Segundo os usuários da via, a prática se torna mais frequente justamente nos horários de maior movimento, no início da manhã e no fim da tarde, quando aumenta o fluxo de carros, motos, bicicletas e pedestres. Eles afirmam que, nesses períodos, motociclistas costumam utilizar a faixa exclusiva para escapar do trânsito, colocando em risco quem pedala diariamente pelo local.
Relatos de quem pedala diariamente
Morador do bairro, o mecânico Ayron Max Souza utiliza a bicicleta todos os dias para ir ao trabalho e afirma que convive frequentemente com esse tipo de situação. Segundo ele, além das motocicletas, carros também invadem a ciclofaixa quando o trânsito fica lento. "Ontem mesmo, quando eu estava vindo do trabalho, passaram três carros por aqui porque o trânsito estava parado. Eles não dão respeito", relatou.
Ayron contou ainda que já escapou de acidentes em diversas ocasiões e disse que situações de risco acontecem quase diariamente. Para ele, a ausência de fiscalização contribui para a continuidade das infrações. "Fiscalização aqui? Nada. O que precisava era respeito, mas as pessoas não fazem isso", afirmou.

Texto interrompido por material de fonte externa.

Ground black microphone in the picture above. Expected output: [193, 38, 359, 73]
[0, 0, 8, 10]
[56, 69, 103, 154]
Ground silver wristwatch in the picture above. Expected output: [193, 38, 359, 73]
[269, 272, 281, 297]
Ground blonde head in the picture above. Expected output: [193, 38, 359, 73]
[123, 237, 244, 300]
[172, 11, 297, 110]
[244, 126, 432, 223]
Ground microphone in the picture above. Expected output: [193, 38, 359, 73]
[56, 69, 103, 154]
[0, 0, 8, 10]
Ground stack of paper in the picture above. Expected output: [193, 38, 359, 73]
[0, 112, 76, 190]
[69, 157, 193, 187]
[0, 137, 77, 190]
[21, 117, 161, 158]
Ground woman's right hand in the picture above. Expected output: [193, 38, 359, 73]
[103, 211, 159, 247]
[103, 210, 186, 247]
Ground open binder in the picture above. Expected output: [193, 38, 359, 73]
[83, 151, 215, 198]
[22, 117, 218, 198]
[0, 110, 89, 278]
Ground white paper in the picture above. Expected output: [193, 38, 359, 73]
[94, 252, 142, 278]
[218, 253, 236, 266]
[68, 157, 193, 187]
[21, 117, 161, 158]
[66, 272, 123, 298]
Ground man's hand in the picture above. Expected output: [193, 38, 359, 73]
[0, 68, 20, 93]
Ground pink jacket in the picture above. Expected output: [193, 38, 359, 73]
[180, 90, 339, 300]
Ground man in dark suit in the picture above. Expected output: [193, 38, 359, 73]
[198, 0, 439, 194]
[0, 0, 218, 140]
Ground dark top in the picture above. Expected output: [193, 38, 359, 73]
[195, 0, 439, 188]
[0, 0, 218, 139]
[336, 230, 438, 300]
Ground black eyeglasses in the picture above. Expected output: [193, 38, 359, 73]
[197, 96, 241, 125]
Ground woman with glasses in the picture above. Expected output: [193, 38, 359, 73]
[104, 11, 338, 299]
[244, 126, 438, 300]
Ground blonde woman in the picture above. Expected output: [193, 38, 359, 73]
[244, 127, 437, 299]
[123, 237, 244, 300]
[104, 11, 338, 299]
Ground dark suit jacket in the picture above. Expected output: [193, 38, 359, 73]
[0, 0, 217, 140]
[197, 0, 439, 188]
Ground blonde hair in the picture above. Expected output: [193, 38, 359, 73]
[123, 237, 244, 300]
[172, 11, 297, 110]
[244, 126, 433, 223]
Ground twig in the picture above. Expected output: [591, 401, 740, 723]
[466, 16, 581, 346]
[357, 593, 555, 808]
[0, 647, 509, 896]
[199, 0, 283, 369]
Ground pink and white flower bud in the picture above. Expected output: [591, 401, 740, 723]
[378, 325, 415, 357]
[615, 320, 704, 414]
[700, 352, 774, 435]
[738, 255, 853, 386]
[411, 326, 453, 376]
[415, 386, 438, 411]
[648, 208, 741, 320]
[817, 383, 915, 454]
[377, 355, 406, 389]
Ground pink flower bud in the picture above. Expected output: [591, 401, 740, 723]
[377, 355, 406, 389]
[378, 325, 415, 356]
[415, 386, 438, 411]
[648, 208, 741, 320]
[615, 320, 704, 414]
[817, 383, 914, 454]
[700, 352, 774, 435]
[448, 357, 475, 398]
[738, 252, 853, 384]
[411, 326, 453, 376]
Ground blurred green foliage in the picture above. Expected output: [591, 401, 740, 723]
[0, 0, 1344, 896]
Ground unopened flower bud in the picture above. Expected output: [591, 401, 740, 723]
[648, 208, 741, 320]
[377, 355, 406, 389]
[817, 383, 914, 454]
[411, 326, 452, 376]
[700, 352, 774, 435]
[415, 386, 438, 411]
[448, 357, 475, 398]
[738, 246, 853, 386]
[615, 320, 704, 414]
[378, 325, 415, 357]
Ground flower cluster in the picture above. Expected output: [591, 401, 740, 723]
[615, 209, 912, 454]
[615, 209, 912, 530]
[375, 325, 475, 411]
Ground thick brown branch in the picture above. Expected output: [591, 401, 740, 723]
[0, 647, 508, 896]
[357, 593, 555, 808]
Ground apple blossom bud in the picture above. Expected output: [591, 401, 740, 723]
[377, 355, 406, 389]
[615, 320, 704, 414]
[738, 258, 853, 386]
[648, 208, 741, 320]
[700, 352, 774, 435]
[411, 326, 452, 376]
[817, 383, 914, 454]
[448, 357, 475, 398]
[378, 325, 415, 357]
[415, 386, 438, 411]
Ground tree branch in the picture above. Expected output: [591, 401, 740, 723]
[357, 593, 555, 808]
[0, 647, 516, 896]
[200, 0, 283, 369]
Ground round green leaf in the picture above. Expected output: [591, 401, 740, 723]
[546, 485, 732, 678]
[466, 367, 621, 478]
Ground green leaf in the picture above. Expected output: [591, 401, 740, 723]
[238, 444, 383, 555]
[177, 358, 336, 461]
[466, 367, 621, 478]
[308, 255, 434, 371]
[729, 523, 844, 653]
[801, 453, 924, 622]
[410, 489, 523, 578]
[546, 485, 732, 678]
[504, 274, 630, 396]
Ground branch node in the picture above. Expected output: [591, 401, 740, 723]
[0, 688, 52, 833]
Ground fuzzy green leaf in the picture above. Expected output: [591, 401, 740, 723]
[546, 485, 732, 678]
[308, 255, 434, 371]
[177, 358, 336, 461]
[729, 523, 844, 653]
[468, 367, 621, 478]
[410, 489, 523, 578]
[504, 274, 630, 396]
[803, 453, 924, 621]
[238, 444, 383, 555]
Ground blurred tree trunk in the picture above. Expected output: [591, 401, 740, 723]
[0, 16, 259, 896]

O mecânico disse que pedalar pelo trecho gera insegurança constante. De acordo com ele, além da circulação irregular de veículos, alguns condutores ainda reclamam da presença dos próprios ciclistas na faixa exclusiva. "Medo a gente sempre tem. Não tem muito o que fazer. [Os motoristas] até brigam e dizem que a gente está no meio do caminho", declarou.
Quase acidente na Arthur Bernardes
Maciel Rodrigues Tavares, técnico em panificação, também utiliza a bicicleta para se deslocar ao trabalho e quase foi atingido por um motoqueiro na manhã desta quarta-feira. Segundo ele, o condutor tentou ultrapassá-lo pela ciclofaixa para escapar do congestionamento, provocando um momento de risco.
Ainda assustado após o ocorrido, Maciel afirmou que situações como essa são frequentes. "O rapaz da moto quase me bateu. A gente fica com medo. Eles passam e ignoram", disse.
Natural do Pará, Maciel mora há seis anos em Santa Catarina e retornou ao estado no último mês por motivos pessoais. Ao comparar a realidade dos dois estados, ele afirmou que percebe maior presença de fiscalização no trânsito catarinense. "Lá é direto fiscalização. Aqui, infelizmente, isso faz diferença. As pessoas respeitam mais as regras por lá", relatou.
Posicionamento
Em nota, a SegBel informou à reportagem que intensifica ações de fiscalização patrulhamento, incluindo trechos considerados “críticos” como o da Arthur Bernardes. “A secretaria alerta aos condutores que a ciclofaixa é de uso exclusivo de ciclistas e jamais deve ser utilizada como acostamento, atalho ou pista de ultrapassagem”, disse.